2 min read
Continuous Evaluation: Monitoring AI Quality in Production
Continuous evaluation ensures AI quality doesn’t degrade over time. Here’s how to implement it.
Continuous Evaluation System
from dataclasses import dataclass
from typing import Dict, List, Optional
from datetime import datetime
import asyncio
@dataclass
class EvaluationMetric:
name: str
threshold: float
weight: float
class ContinuousEvaluator:
def __init__(self, config: Dict):
self.metrics = [
EvaluationMetric("relevancy", threshold=0.7, weight=0.3),
EvaluationMetric("faithfulness", threshold=0.8, weight=0.3),
EvaluationMetric("coherence", threshold=0.7, weight=0.2),
EvaluationMetric("safety", threshold=0.95, weight=0.2)
]
self.sample_rate = config.get("sample_rate", 0.1)
self.alert_handler = AlertHandler()
async def evaluate_sample(self, interaction: Dict) -> Optional[Dict]:
"""Evaluate a sampled interaction."""
import random
if random.random() > self.sample_rate:
return None
scores = {}
for metric in self.metrics:
score = await self.compute_metric(metric.name, interaction)

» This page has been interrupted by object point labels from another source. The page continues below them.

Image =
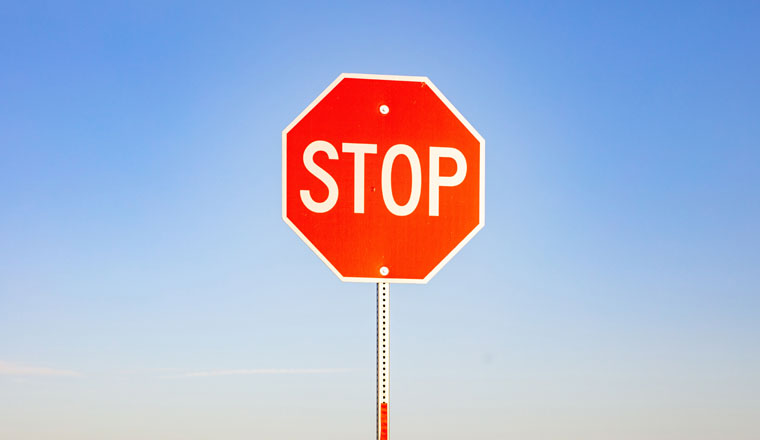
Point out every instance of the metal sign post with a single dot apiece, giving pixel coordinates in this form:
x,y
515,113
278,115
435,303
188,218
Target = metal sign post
x,y
383,358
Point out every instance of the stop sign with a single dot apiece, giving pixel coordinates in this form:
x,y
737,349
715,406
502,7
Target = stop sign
x,y
383,178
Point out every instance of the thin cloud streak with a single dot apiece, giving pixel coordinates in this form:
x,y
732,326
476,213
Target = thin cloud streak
x,y
264,371
11,369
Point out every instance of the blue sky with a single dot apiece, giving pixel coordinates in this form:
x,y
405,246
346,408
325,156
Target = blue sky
x,y
612,294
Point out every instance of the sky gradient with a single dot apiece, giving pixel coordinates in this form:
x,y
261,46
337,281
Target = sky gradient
x,y
150,289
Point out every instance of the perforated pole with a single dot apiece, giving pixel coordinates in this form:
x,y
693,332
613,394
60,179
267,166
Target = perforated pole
x,y
383,358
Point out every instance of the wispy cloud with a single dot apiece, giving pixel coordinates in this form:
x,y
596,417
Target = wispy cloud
x,y
263,371
11,369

scores[metric.name] = score
# Calculate overall score
overall = sum(
scores[m.name] * m.weight
for m in self.metrics
)
result = {
"timestamp": datetime.now(),
"interaction_id": interaction["id"],
"scores": scores,
"overall_score": overall,
"passed": self.check_thresholds(scores)
}
# Store for trending
await self.store_evaluation(result)
# Check for alerts
await self.check_alerts(result)
return result
async def compute_metric(self, metric: str, interaction: Dict) -> float:
"""Compute specific quality metric."""
if metric == "relevancy":
return await self.evaluate_relevancy(
interaction["question"],
interaction["response"]
)
elif metric == "faithfulness":
return await self.evaluate_faithfulness(
interaction["response"],
interaction.get("context", [])
)
elif metric == "coherence":
return await self.evaluate_coherence(interaction["response"])
elif metric == "safety":
return await self.evaluate_safety(interaction["response"])

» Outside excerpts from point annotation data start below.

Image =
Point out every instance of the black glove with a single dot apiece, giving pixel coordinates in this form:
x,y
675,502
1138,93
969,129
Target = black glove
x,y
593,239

def check_thresholds(self, scores: Dict) -> bool:
"""Check if all metrics meet thresholds."""
for metric in self.metrics:
if scores.get(metric.name, 0) < metric.threshold:
return False
return True
async def check_alerts(self, result: Dict):
"""Check for alerting conditions."""
# Individual metric alerts
for metric in self.metrics:
if result["scores"].get(metric.name, 1) < metric.threshold:
await self.alert_handler.send(
severity="warning",
message=f"Quality metric {metric.name} below threshold",
details=result
)
# Overall score alert
if result["overall_score"] < 0.6:
await self.alert_handler.send(
severity="critical",
message="Overall quality score critically low",
details=result
)
async def get_trends(self, hours: int = 24) -> Dict:
"""Get quality trends over time."""
evaluations = await self.get_recent_evaluations(hours)
return {
"total_evaluated": len(evaluations),
"pass_rate": sum(e["passed"] for e in evaluations) / len(evaluations),
"avg_scores": {
metric.name: np.mean([e["scores"][metric.name] for e in evaluations])
for metric in self.metrics
},
"trend": self.calculate_trend(evaluations)
}
Continuous evaluation maintains AI quality standards throughout the system lifecycle.